Python爬虫实时监测口罩状态并邮件通知

最近微信群里很多小伙伴都在问“哪儿可以买到口罩?”“X品牌口罩在12点上架了吗?”
于是乎有个想法,监测一些品牌口罩在京东上的购买状态,一旦可以购买就进行邮件通知,并通过邮件里的链接跳转到APP购买页面。先来看张效果图(示例):

效果图示意.png


如上图所示,某品牌口罩的链接是https://item.jd.com/100006784140.html,其中100006784140是商品ID。我们接下来获取商品的信息,如价格,店铺,图片链接,是否可以购买等信息都跟此商品ID密切相关。

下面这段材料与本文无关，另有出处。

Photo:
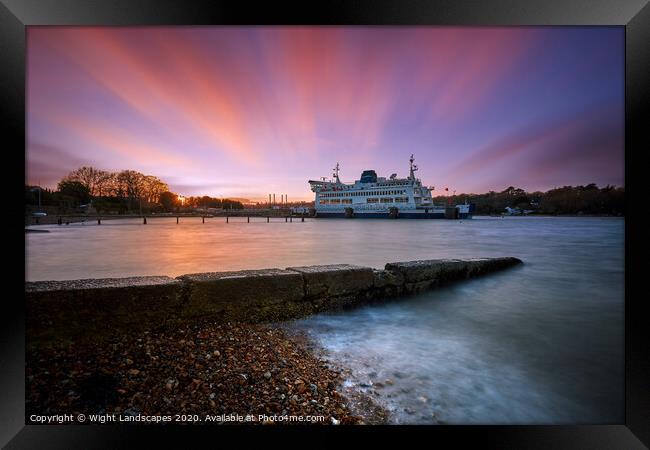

这里有2个API,分别是获取产品详细信息以及查看产品库存状态。

产品详细信息

https://cdnware.m.jd.com/c1/skuDetail/apple/11.3.0/100006784140.json
这个网址是使用青花瓷(Charles)进行手机APP抓包发现的,链接里的一些无用参数已去除。这是我之前看一些爬JD网站数据教学视频里看到的方法。

产品库存状态

https://c0.3.cn/stocks?type=getstocks&skuIds=100006784140&area=2_2813_51976_0
这个可以直接通过网页检查,进行搜索'无货'获取其链接。使用时直接替换商品ID即可。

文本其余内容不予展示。